On Wednesday, trading was thin, with gold stocks surging, says S&P MarketScope, as December gold futures soared almost $7 an ounce.
With summer's end approaching, investors are bracing for the month of September, historically a month of decline for stocks. Meantime, the balance between stocks and bonds is another matter of debate.
"With rates having rapidly bounced back to 4.5% and bonds now more fairly valued, we now modify our former recommendation to underweight bonds by 5% and favor cash and instead recommend investors add 5% exposure to bonds," says Jeffrey Kleintop, chief investment strategist at PNC Advisors.
Thursday will bring a pile of data. Economic research outfit MMS International expects initial jobless claims to rise 4,000 to the 390,000 level in the week ended Aug. 23. Claims have been below the 400,000 level in four out of the past five survey weeks
MMS sees a 2.6% gain in unannualized after-tax corporate profits in the second quarter, following gains of roughly 4% in each of the prior two quarters, and 2% in the first three quarters of 2002.
The latest update on gross domestic product should show a 3% gain from the 2.4% increase previously reported, due to sizable upward revisions in consumption spending and net exports during the quarter, says MMS. The revised data should provide significant support to forecasts of 5% GDP growth in the third and fourth quarter.
In company news Wednesday, H&R Block (HRB
) said it showed a profit in the most recent quarter, vs. a loss in the same period last year.

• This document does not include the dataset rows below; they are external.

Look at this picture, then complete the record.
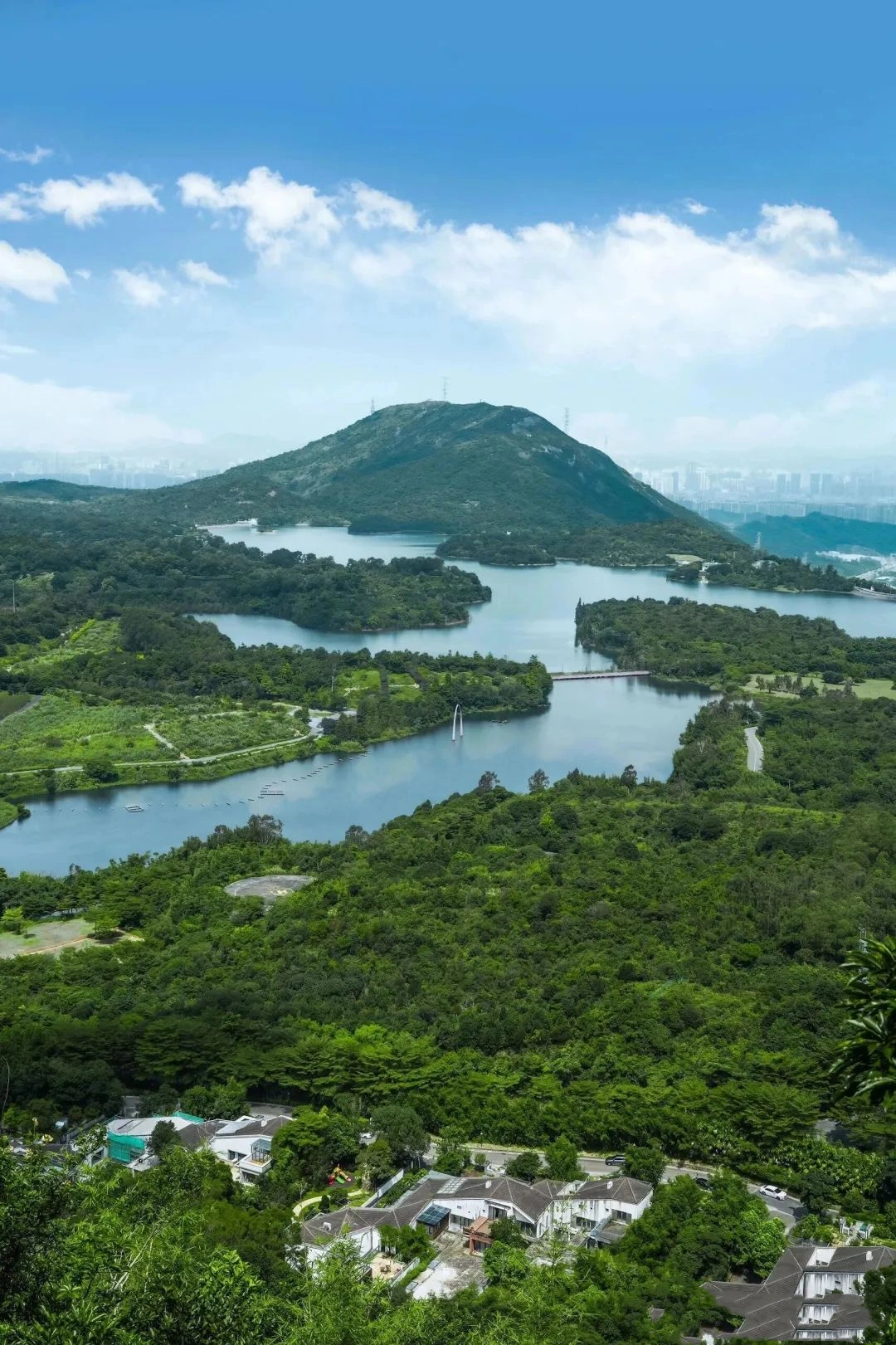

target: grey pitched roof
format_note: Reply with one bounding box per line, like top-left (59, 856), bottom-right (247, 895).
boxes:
top-left (178, 1120), bottom-right (218, 1153)
top-left (704, 1245), bottom-right (896, 1341)
top-left (573, 1177), bottom-right (652, 1205)
top-left (214, 1116), bottom-right (290, 1138)
top-left (443, 1177), bottom-right (560, 1224)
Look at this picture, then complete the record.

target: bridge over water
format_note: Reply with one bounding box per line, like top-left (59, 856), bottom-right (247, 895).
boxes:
top-left (550, 669), bottom-right (650, 682)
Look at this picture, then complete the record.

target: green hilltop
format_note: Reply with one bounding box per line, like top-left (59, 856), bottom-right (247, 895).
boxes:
top-left (2, 402), bottom-right (713, 531)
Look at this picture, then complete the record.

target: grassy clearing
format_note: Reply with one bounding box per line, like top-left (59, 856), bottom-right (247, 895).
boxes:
top-left (336, 669), bottom-right (379, 710)
top-left (0, 919), bottom-right (93, 959)
top-left (11, 619), bottom-right (119, 671)
top-left (389, 673), bottom-right (420, 701)
top-left (744, 673), bottom-right (896, 701)
top-left (0, 691), bottom-right (31, 719)
top-left (0, 691), bottom-right (171, 772)
top-left (156, 706), bottom-right (308, 758)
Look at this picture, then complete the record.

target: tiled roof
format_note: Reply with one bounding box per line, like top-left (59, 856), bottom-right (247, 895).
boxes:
top-left (441, 1177), bottom-right (553, 1224)
top-left (572, 1177), bottom-right (652, 1205)
top-left (704, 1245), bottom-right (896, 1341)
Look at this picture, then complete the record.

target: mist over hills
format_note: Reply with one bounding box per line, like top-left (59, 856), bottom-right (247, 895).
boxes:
top-left (0, 402), bottom-right (699, 531)
top-left (733, 513), bottom-right (896, 555)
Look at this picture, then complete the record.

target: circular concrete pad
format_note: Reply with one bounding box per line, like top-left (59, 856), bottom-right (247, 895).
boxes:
top-left (225, 873), bottom-right (314, 901)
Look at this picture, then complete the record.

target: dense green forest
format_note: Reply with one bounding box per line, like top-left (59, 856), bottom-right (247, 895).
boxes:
top-left (0, 402), bottom-right (689, 531)
top-left (576, 597), bottom-right (896, 687)
top-left (0, 504), bottom-right (491, 650)
top-left (0, 618), bottom-right (896, 1345)
top-left (0, 702), bottom-right (896, 1183)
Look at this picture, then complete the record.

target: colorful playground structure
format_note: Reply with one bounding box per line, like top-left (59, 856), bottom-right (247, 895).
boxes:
top-left (321, 1163), bottom-right (351, 1187)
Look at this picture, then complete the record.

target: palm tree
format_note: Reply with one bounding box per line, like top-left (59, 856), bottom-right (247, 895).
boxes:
top-left (831, 938), bottom-right (896, 1107)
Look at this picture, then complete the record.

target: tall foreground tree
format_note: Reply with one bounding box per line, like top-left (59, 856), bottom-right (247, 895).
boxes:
top-left (831, 938), bottom-right (896, 1107)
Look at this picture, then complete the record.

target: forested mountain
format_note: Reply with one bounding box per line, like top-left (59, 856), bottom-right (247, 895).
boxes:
top-left (2, 402), bottom-right (712, 533)
top-left (734, 513), bottom-right (896, 555)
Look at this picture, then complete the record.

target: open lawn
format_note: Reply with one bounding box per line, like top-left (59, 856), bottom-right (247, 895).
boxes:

Low interest rates kept its mortgage operations strong.
Retailers reported positive outlooks. Department store chain Sears (S
) said Tuesday that August sales at stores open at least a year would be higher than expected.
Deep discount retailer Dollar Tree Stores (DLTR
) raised its sales and earnings guidance after the market close Tuesday.
In tech news, Semtech (SMTC
), maker of analog and mixed-signal
semiconductors, reported a fall in quarterly sales and income after a debt-related charge.
After Wednesday's close, investors will view earnings updates from retailers Chico's FAS (CHS
) and Michaels Stores (MIK
), as well as chipmaker LTX Corp. (LTXX
Treasuries finished lower in price Wednesday. The market focused primarily on cheapening up the 2-year note ahead of the $25 billion auction. Even after that effort, the results were pretty tepid and the market remained soft. Thin conditions hampered the sale, says MMS. Also restraining trading volumes were the looming Wyoming speech by Greenspan on Friday, month-end and the long weekend.
MMS also notes that "upside risks to the 2003 economy since the Fed shifted the market's focus toward deflation and alternative easing strategies" have risen considerably. This creates "huge upside risk to real GDP growth beyond our current 5% estimates for the third and fourth quarter."
The International Monetary Fund's World Economic Outlook will reportedly include criticism of the U.S. for being too optimistic on plans for state spending and revenues and lacking a budget consolidation plan.
European bourses finished up on strength in tech issues. London's Financial Times-Stock Exchange 100 index finished up 29.00 points, or 0.69%, at 4,206.40, amid strength in bank stocks. In Paris, the CAC 40 ended higher by 23.33 points, or 0.72% at 3,280.02. Germany's DAX index rose 27.60 points, or 0.80%, at 3,483.08.
Asian markets stumbled on profit-taking toward the end of the session, but strength in finanical stocks and retailers helped limit losses in Japan. The Nikkei 225 index lost 23.58 points, or 0.23%, to finish at 10,308.99. In Hong Kong, the Hang Seng index fell 75.38 points, or 0.70%, to close at 10,678.55.